The Scope block shows the average wait time for each entity departure event from the Entity Server block. For instance, the wait time for the first entity is `1` and the wait time for the second entity is `2`. The average wait time calculated for the first two entities is `1.5`. The plot displays this value at the simulation time `6`. For the first four entities, the sum of the wait times is `10` and the average wait time at simulation time `12` becomes `2.5`.

### Number of Entities Arrived

The Number of entities arrived, a parameter outputs the cumulative count for the number of entities that arrive at the block.

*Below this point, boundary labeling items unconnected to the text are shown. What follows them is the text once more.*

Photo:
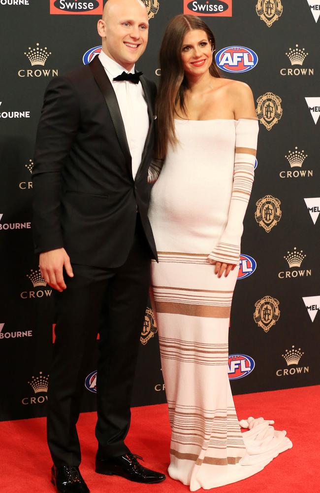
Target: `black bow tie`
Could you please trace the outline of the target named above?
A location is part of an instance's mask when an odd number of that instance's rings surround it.
[[[133,84],[139,84],[140,77],[142,75],[142,72],[136,72],[135,73],[127,73],[123,72],[121,75],[115,77],[114,80],[128,80]]]

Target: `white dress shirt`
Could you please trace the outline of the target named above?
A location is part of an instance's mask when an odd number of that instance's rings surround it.
[[[98,57],[116,93],[132,157],[132,176],[134,179],[141,162],[149,127],[148,106],[143,89],[140,82],[139,84],[133,84],[128,80],[113,80],[124,71],[128,72],[128,70],[102,51]],[[134,67],[130,72],[134,73]]]

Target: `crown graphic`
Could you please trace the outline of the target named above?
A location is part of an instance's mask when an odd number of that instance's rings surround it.
[[[288,155],[285,157],[289,161],[291,168],[294,168],[295,166],[301,168],[304,160],[308,157],[308,154],[305,154],[304,150],[298,151],[296,146],[294,148],[295,151],[289,151]]]
[[[48,380],[49,375],[45,377],[42,375],[42,371],[39,373],[38,377],[32,377],[31,382],[28,382],[34,391],[35,394],[39,392],[47,392],[48,390]]]
[[[39,43],[36,43],[36,48],[32,48],[30,46],[28,48],[29,51],[27,53],[25,51],[25,55],[29,60],[31,65],[44,65],[47,60],[51,54],[51,52],[47,51],[47,47],[44,48],[39,48]]]
[[[27,277],[32,282],[33,287],[38,286],[46,286],[47,283],[41,275],[40,271],[33,271],[32,269],[30,274],[27,274]]]
[[[286,54],[291,62],[291,65],[302,65],[309,53],[305,52],[304,48],[301,50],[299,48],[299,45],[296,44],[295,48],[293,49],[289,48],[289,53]]]
[[[32,173],[32,170],[33,167],[33,163],[32,159],[29,159],[29,162],[28,164],[25,165],[25,167],[27,168],[28,171],[30,171],[31,173]]]
[[[306,258],[306,255],[304,255],[303,250],[297,251],[297,249],[294,247],[293,251],[288,251],[288,255],[285,256],[285,258],[289,267],[300,267],[302,263],[302,260]]]
[[[295,349],[293,346],[292,349],[290,351],[286,349],[285,353],[282,355],[287,361],[288,366],[289,366],[290,365],[297,365],[303,354],[304,354],[304,352],[301,352],[301,348]]]

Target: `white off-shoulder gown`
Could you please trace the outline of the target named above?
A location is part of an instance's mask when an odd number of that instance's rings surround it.
[[[195,491],[247,478],[292,443],[262,418],[242,422],[249,429],[241,433],[228,378],[258,122],[176,120],[175,127],[178,143],[169,146],[151,194],[159,260],[152,285],[172,429],[168,473]],[[218,279],[208,258],[237,267]]]

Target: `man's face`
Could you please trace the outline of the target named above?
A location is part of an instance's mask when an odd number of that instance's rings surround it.
[[[104,22],[104,51],[130,70],[147,47],[149,22],[146,9],[135,0],[110,2]]]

### Number of Entities Departed

The Number of entities departed, d parameter outputs the cumulative count for the number of entities that depart the block.

### Number of Entities Extracted

Entity Find block finds entities in a SimEvents model and extracts them from their location to reroute. The Number of entities extracted, ex parameter outputs the number of entities that are extracted from a block.

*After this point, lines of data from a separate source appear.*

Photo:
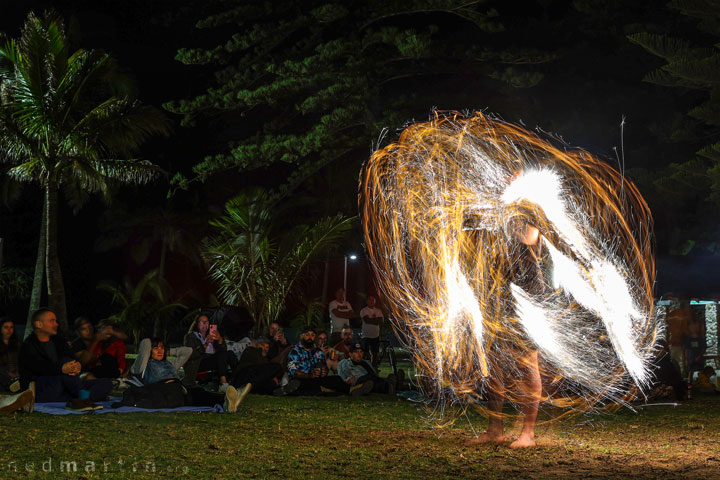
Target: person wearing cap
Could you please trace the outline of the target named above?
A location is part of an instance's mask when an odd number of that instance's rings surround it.
[[[380,378],[372,365],[363,359],[364,353],[359,343],[350,347],[350,358],[340,361],[338,376],[348,385],[369,382],[373,384],[372,392],[394,395],[397,389],[397,377],[390,374],[386,379]]]
[[[300,386],[300,382],[289,382],[280,386],[283,368],[280,363],[273,362],[268,357],[270,339],[259,337],[248,346],[240,357],[235,375],[230,382],[232,385],[252,383],[253,393],[263,395],[287,395]]]
[[[363,320],[363,350],[370,354],[370,363],[377,367],[378,353],[380,352],[380,327],[382,326],[382,310],[375,306],[375,295],[368,295],[367,306],[360,310],[360,318]]]
[[[315,346],[315,329],[304,327],[300,341],[288,355],[288,374],[300,382],[298,392],[316,395],[319,393],[341,392],[363,395],[373,388],[372,381],[350,385],[338,376],[328,376],[325,354]]]

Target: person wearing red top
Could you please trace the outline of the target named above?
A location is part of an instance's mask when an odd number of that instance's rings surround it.
[[[75,332],[78,338],[72,342],[71,351],[88,378],[117,378],[125,372],[127,335],[102,322],[96,332],[86,317],[75,320]]]

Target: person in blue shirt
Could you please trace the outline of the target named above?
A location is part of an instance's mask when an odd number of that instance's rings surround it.
[[[373,388],[372,381],[351,385],[336,375],[328,376],[325,354],[315,346],[313,327],[304,327],[301,330],[300,341],[288,354],[287,369],[291,380],[300,382],[297,393],[317,395],[340,392],[362,395],[369,393]]]

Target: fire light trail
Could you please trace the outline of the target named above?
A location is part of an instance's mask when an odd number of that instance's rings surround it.
[[[647,386],[661,334],[652,219],[606,163],[480,113],[437,113],[372,155],[359,200],[394,326],[441,404],[477,404],[493,377],[522,402],[530,349],[551,405],[586,410]],[[542,238],[526,247],[539,287],[517,273],[526,226]]]

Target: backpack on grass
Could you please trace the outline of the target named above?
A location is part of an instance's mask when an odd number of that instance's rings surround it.
[[[176,408],[185,405],[185,387],[177,380],[152,383],[142,387],[131,386],[123,392],[123,399],[113,408]]]

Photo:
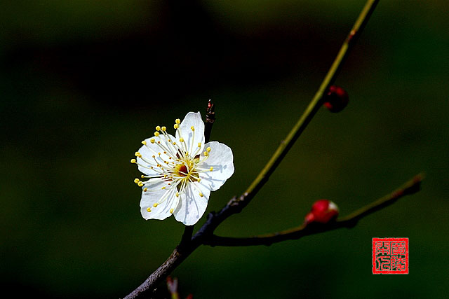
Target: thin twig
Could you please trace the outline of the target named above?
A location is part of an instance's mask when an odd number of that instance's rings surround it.
[[[420,185],[423,179],[424,175],[422,174],[417,174],[395,191],[358,209],[349,215],[338,219],[333,223],[327,224],[311,223],[307,225],[303,224],[290,230],[250,237],[227,237],[213,235],[210,238],[208,238],[208,245],[228,246],[268,246],[274,243],[289,239],[297,239],[304,236],[333,230],[337,228],[353,228],[362,218],[394,203],[403,196],[417,192],[420,190]]]
[[[306,109],[306,111],[302,113],[302,116],[293,126],[290,133],[287,135],[287,137],[281,143],[272,158],[251,185],[250,185],[246,191],[239,197],[232,198],[223,209],[216,214],[209,214],[206,222],[193,236],[189,244],[187,246],[182,246],[180,247],[178,246],[175,249],[170,257],[140,286],[128,295],[125,298],[126,299],[135,298],[148,291],[153,290],[162,279],[165,279],[199,246],[203,244],[207,244],[208,239],[213,236],[214,230],[222,222],[230,216],[240,212],[242,209],[246,207],[254,195],[255,195],[259,190],[260,190],[263,185],[268,181],[269,176],[279,165],[282,159],[287,154],[288,150],[292,147],[295,141],[321,107],[325,92],[329,86],[335,81],[349,50],[354,47],[356,40],[365,27],[378,1],[379,0],[367,1],[348,37],[343,43],[337,57],[334,60],[333,64],[330,67],[315,96]],[[213,120],[215,120],[215,113],[213,115]],[[205,130],[211,130],[213,123],[213,121],[211,121],[210,124],[208,125],[208,122],[206,122]]]
[[[210,140],[212,126],[215,122],[215,106],[211,100],[208,102],[208,108],[206,109],[206,125],[204,126],[204,142],[206,144]]]

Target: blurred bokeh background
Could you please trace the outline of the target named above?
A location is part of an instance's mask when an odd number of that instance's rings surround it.
[[[212,139],[241,194],[313,97],[364,1],[15,1],[0,8],[1,281],[47,298],[121,298],[183,225],[140,214],[129,163],[156,125],[216,104]],[[341,214],[424,171],[419,193],[340,230],[271,246],[201,247],[173,274],[195,298],[434,298],[448,286],[447,1],[381,1],[336,84],[269,181],[221,235]],[[200,221],[197,227],[203,222]],[[410,238],[410,274],[371,274],[371,238]],[[161,286],[163,288],[163,286]]]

### Number of Entities in Block

The Number of entities in block, n parameter outputs the number of entities that are in the block.

### Number of Pending Entities

The Number of pending entities, np parameter outputs the number of pending entities the block has served that have yet to depart.

### Pending Entity Present in Block

The Pending entity present in block, pe parameter indicates whether an entity that is yet to depart is present in the block. The value is `1` if there are any pending entities, and `0` otherwise.

### Utilization

The Utilization, util parameter indicates the average time a block is occupied. The block calculates utilization for each entity departure event, which is the ratio of the total wait time for entities to the server capacity, C, multiplied by the total simulation time, tf . Utilization for n entities is calculated using this equation.

`$util=\frac{\sum _{j=1}^{n}{w}_{j}}{C×{t}_{f}}$`

## References

[1] Cassandras, Christos G. Discrete Event Systems: Modeling and Performance Analysis. Homewood, Illinois: Irwin and Aksen Associates, 1993.